25, 50 and 75 years ago
 
April 26, 1985
A New York State Supreme Court judge dismissed the indictment of a cop who killed an elderly Black woman while evicting her from a Bronx apartment.

The indictment of the cop, Stephen Sullivan, who fired two shotgun blasts into Eleanor Bumpurs—blowing off her hand with the first shot, killing her with the second—by a Bronx grand jury led to a right-wing demonstration by cops in February.

Judge Vincent A. Vitale made his decision solely on information provided by the cops. They said the 66-year-old Bumpurs, who was in poor health, made “repeated threats” after they burst into her apartment. Sullivan said Bumpurs waved a large knife and he shot her to protect his fellow cops.

Mary Bumpurs, one of Eleanor Bumpurs’ seven children, told the press, “The judge and the police department are saying, ‘If you’re poor, if you’re Black, then there’s no justice.’”  
 
April 25, 1960
The State Department’s campaign against the Cuban Revolution is becoming more and more ominous. Not a day passes without an attack on the new government as “communist.” Castro’s statements are combed for phrases that can be presented as “anti-American ravings and rantings.” The Cuban press, which is freer than the American, is pictured as “muzzled.”

Scare stories are planted in the press to frighten American tourists from visiting Havana where the streets are more peaceful than those of New York. Big business has clamped down on Cuba’s credit. The right to purchase certain products in the U.S. is denied.

The purpose of this frenzied propaganda is plain. The State Department seeks to isolate the Cuban Revolution, to bury it under a mountain of lies, and then at a propitious moment to move in with force and violence as it did in Guatemala in 1954.  
 
April 27, 1935
TOLEDO, Ohio—The first militant thrust of the nation’s auto workers against the ramparts of the giant General Motors Corporation began here with the walk out of all of the 2,200 employees of the Chevrolet Motors Co.
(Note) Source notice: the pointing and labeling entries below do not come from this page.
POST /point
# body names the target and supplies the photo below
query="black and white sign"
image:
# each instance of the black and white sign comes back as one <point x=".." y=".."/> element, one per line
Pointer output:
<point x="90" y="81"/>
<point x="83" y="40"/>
Toledo plant. Organized in the Automobile Workers Federal Labor Union, Local 18384, the Chevrolet workers marched out of the plant in a body and formed mass picket lines, which quickly succeeded in shutting the plant down cold.

Toledo’s auto workers, who set the tone and tempo for the great strike wave of 1934 in the Auto-Lite strike of last May, may again have the distinction of touching off the strike bomb-shell which will have national repercussion.

Militants who stood in the forefront of last year’s historic battle are playing an outstanding role in the strike, leading and organizing the pickets, arranging publicity, instilling militancy and discipline into the ranks and developing effective lines of mass strike strategy.